With the job done, a bit of free time was in order and we were soon off on the 2-hour trip up the coast to the fishing port of Rudong. But not before we had a bit of feedback on a colour-ringed Black-faced Spoonbill I had photographed on the reserve a couple of days before. It was a second year bird, ringed as a nestling in Korea in July 2012. It wintered at Mai Po reserve in Hong Kong until May 2013 before turning up at Chongming Dongtan. On arrival at Rudong, we were pointed by local birders towards an area of coastal scrub good for migrants. An old man was selling incense from a small brick building on the edge of the area. We saw a few Siberian Thrushes, Pale-legged Warbler, Asian Brown and Yellow-rumped Flycatchers, Richard’s and Red-throated Pipits headed south calling.

Then off to the mudflats and a walk out amongst the giant wind turbines, shellfish gatherers and assorted vehicles. Lots of Great Knot, sandplovers, stints, Broad-billed and Marsh Sandpipers, a few Nordmann’s Greenshank and then a small feeding flock of the target bird; Spoon-billed Sandpiper. Little is known about the feeding requirements of Spoonies on migration but Rudong is clearly an important site. Up to 50 birds had been counted here in the last week and every one we saw was in wing moult. By now the local press were aware of our presence and were hot-footing it across the mud. Close behind them were representatives from the local authority with an invitation to lunch; an opportunity to press home some points on shorebird conservation. A major area of the Rudong mudflats is destined to become a port in the near future. Presumably the area amongst the turbines will stay, but still raked daily by hundreds of fishermen, pulling out ragworms and shellfish. The high tide approached, the sea rushed in and the waders poured over the sea wall to roost on recently reclaimed land; soon to be built on.
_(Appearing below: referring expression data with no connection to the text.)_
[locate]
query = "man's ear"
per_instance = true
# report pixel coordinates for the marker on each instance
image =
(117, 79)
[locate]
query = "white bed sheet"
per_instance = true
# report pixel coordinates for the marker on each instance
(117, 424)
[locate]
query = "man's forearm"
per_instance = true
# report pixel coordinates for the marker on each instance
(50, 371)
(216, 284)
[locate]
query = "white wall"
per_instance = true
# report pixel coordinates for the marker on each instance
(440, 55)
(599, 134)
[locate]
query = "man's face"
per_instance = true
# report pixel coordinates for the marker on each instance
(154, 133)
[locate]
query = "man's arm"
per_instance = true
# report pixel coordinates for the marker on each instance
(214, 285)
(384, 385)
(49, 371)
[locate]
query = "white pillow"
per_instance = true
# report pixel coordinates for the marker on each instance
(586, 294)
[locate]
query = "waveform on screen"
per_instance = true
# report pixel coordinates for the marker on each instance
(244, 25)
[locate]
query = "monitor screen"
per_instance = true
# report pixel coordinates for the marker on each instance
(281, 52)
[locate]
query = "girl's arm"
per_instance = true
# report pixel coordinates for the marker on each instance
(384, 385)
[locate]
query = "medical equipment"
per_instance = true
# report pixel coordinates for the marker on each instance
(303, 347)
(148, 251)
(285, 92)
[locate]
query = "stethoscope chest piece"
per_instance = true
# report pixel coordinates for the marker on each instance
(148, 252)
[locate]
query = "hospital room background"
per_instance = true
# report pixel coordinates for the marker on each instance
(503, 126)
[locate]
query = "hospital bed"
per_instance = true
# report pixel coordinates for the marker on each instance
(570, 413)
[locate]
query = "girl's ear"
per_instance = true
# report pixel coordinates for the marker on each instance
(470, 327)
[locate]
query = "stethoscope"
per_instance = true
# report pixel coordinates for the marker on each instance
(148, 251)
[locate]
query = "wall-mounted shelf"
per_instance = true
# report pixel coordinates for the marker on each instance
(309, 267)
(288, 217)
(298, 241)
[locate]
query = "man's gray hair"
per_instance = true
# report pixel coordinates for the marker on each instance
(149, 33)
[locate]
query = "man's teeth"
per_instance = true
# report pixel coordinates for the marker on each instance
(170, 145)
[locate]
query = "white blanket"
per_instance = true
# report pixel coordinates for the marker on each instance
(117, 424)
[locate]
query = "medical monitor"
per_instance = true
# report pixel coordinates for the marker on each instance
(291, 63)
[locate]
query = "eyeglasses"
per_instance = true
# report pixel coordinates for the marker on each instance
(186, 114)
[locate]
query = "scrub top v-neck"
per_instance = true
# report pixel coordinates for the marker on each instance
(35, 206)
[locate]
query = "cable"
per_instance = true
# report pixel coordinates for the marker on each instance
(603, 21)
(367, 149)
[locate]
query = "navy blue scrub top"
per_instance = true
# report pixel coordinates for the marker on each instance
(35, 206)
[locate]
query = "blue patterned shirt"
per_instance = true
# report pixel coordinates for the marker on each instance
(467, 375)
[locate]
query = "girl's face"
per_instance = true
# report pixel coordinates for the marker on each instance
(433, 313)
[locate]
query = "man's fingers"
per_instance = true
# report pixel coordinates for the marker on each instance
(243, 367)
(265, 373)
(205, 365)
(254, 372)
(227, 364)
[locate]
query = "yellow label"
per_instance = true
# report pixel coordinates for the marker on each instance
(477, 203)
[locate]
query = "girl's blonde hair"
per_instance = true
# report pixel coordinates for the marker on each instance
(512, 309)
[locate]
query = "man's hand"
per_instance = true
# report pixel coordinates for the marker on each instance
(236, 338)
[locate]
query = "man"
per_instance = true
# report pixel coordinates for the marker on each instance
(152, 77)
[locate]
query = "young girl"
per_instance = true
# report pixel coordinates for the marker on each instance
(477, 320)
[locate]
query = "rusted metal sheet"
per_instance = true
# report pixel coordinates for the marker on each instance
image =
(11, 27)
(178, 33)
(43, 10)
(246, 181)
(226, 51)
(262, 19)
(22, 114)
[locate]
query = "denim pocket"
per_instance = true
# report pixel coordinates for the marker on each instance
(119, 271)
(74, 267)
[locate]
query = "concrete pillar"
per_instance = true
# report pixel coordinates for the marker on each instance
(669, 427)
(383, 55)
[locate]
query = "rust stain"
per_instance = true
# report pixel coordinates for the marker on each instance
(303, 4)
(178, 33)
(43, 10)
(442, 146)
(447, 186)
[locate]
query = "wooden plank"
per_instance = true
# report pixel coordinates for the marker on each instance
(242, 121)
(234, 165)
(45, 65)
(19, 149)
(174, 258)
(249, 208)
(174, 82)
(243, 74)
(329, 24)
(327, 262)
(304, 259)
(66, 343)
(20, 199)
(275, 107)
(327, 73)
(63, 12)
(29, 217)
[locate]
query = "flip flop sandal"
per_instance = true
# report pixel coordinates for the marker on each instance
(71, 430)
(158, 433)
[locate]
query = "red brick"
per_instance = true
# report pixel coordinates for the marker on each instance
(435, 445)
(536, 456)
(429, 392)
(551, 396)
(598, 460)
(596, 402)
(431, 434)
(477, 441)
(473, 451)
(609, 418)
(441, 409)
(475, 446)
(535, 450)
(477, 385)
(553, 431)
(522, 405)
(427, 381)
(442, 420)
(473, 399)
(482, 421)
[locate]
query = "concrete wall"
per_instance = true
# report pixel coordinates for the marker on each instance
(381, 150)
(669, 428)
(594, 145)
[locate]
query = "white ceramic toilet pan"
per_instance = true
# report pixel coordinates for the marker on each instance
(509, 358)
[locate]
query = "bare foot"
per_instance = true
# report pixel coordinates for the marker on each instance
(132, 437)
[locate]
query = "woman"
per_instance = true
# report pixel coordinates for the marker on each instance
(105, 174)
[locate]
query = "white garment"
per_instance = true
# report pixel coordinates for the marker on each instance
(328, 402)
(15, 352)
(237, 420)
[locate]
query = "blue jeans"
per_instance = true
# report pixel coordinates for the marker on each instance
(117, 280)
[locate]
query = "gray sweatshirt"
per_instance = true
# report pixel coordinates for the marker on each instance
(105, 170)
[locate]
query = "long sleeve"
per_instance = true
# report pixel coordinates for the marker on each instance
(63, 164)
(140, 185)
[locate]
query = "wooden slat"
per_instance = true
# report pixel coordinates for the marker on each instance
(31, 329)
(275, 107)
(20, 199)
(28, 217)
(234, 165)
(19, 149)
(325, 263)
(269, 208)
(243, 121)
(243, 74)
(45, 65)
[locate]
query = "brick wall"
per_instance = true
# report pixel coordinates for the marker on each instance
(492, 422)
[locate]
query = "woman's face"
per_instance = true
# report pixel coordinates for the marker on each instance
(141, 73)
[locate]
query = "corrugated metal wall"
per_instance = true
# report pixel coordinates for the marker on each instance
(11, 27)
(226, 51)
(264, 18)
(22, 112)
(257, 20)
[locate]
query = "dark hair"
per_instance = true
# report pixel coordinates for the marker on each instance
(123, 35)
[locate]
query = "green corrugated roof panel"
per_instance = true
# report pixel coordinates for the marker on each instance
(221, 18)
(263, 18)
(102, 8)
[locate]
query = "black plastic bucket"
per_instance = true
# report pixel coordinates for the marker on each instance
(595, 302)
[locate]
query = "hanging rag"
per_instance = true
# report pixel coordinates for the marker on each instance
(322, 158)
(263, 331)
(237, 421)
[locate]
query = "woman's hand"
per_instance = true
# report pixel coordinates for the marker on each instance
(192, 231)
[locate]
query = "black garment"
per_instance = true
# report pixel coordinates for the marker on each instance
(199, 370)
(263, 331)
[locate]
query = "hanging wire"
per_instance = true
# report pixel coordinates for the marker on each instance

As we returned for lunch, we passed the area of scrub. Half had been freshly bulldozed, as had the building the old man had been selling incense from. Just a pile a bricks remained. Such is the speed of development here.

Pics: above - Spoony, Black-faced Spoonbill and Rudong mudflats.
Below - Great Knot, Marsh Sand and 2 hours trading left.




1 comment:

Imperfect and Tense said...

Seen through the coarse filter of western media, China often seems to be ecologically bi-polar. Grand green schemes or huge habitat-crushing projects, with the bewildered wildlife somewhere in between.

It's scary to know that it's much the same from a small scale perspective on the ground in-country.

I'm heartened by the fact that they seek the sage counsel of cuisine experts like your good self.